ITV News Asia Correspondent Debi Edward delivers a special report on the fallout from the abandonment of China's zero-Covid policy
For three years the Chinese government has been extolling the success of its zero-Covid policy.
We were told it had saved lives and spared people in China from the devastation the virus had reaped elsewhere, namely the United States. But now, with chaos in hospitals, queues at crematoriums and people begging for medicine online, many are questioning was it worth it, when the country has ended up facing the same fate. Some are going as far as to call the government reckless having followed the policy for so long only to abandon it and drop all the restrictions, without proper warning or preparation. So much time and money were spent on mass testing and enforcing lockdowns, but nothing appears to have been done in the past years to improve vaccination rates, stockpile medicines or prepare hospitals for an eventual, inevitable exit from the pandemic.
At one emergency ward in Shanghai yesterday there was hardly an available space on the floor.
It was a chaotic scene with beds and people everywhere. Most of the patients lay still, hooked up to drips or oxygen tanks, their desperate relatives by their sides.
We could hear several of them with that familiar dry, heaving Covid cough, and one person could be heard distinctly moaning in pain. For many, mostly elderly, the sudden end of zero-Covid in China has proved dangerous.
A variant of Omicron has been able to spread almost unchecked through the world’s largest population, a majority of whom have had no exposure to the virus and limited access to the latest vaccines or medicines.
Minutes leaked from a government meeting indicate up to 10 million people were being infected every day in the weeks after zero-Covid was dropped.
On Monday this week the authorities decided to stop giving daily figures, and the official death toll for December was less than 50. But videos shared online show hundreds queuing up at funeral homes and bodies piled up in morgues and at crematoriums.
We were filming at one busy crematorium in Shanghai when workers dressed in hazmat suits received not a coffin, but a body bag, another victim of Covid. Every family we spoke to at that funeral home, and another we visited, had lost someone to the virus. When we asked, more than one responded: “What other kind of death is there right now?” It is clear from what we were told by grieving families and by those in the hospitals the number of deaths is far higher than that disclosed by the authorities. A UK-based health data analysis firm Airfinity has predicted that on January 13 this latest outbreak in China will reach its peak of 3.7 million infections per day.
The company has estimated that since the start of December, 345,560 people have died and that there are still 21,300 people dying every day. Those estimates are based on previously stated official figures, population size and how the virus has spread in other countries. It could be an exaggeration, but anecdotal evidence, and information we have gathered from talking to people in various parts of the country and reports shared online, indicate China is dealing with one of the worst outbreaks the world has seen. It was unprecedented public protests at the end of November and dire economic forecasts which eventually forced an embarrassing U-turn on zero-Covid. Right up to almost the day it was scrapped the Communist Party insisted it was the best policy to deal with the pandemic.
The Chinese government's devotion to - and subsequent abrupt abandonment of - its zero-Covid policy has left the country 'exposed to the ravages of the virus', Debi Edward reports
The anger expressed during those demonstrations represent the greatest public challenge President Xi Jinping has faced during his decade in charge. That anger that was levelled at the draconian and never-ending restrictions of zero-Covid are now being extended to the way it was dropped so abruptly and absolutely.
The official narrative is it has been a timely and orderly transition. That positive spin is helped by the fact the re-opening comes just in time for Chinese New Year. Railway stations are back to almost pre-pandemic levels and markets are bustling with customers.
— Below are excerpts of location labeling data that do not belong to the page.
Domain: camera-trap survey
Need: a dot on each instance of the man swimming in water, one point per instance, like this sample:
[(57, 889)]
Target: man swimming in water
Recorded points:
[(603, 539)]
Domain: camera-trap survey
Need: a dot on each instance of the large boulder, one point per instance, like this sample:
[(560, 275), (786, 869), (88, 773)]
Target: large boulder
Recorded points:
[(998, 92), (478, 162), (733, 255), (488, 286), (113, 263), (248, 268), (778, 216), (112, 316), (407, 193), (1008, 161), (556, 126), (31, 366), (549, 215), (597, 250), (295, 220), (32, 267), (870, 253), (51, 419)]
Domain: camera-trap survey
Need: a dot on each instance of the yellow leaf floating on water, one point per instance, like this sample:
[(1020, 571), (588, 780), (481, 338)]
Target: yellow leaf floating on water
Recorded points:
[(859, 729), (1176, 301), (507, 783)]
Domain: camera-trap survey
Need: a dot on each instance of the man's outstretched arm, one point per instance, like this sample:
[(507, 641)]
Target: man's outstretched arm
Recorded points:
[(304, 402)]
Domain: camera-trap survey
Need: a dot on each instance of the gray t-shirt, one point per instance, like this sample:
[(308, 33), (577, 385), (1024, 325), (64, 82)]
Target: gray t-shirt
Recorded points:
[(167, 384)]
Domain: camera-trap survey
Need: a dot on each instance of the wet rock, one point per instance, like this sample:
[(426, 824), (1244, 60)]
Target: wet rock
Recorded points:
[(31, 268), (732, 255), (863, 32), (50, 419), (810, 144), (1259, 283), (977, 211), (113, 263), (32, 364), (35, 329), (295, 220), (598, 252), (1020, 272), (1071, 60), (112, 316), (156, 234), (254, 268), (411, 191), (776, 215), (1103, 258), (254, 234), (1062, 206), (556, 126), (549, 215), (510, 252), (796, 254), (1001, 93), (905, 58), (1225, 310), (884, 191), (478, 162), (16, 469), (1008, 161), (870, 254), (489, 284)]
On the surface in big cities like Beijing and Shanghai, life looks to be getting back to normal. But concern is turning to how rural areas with less resources will cope under their expected strain.
Millions are enjoying their freedom to travel and heading home from the cities to smaller towns and villages for next week’s Chinese New Year holiday.
Some provinces have even asked people not to make the journey for fear of spreading the virus to places where they don’t have the infrastructure to deal with thousands of cases. When we are witnessing scenes reminiscent of 2020 you question the time and money spent on a policy that only delayed China’s day of reckoning with the pandemic.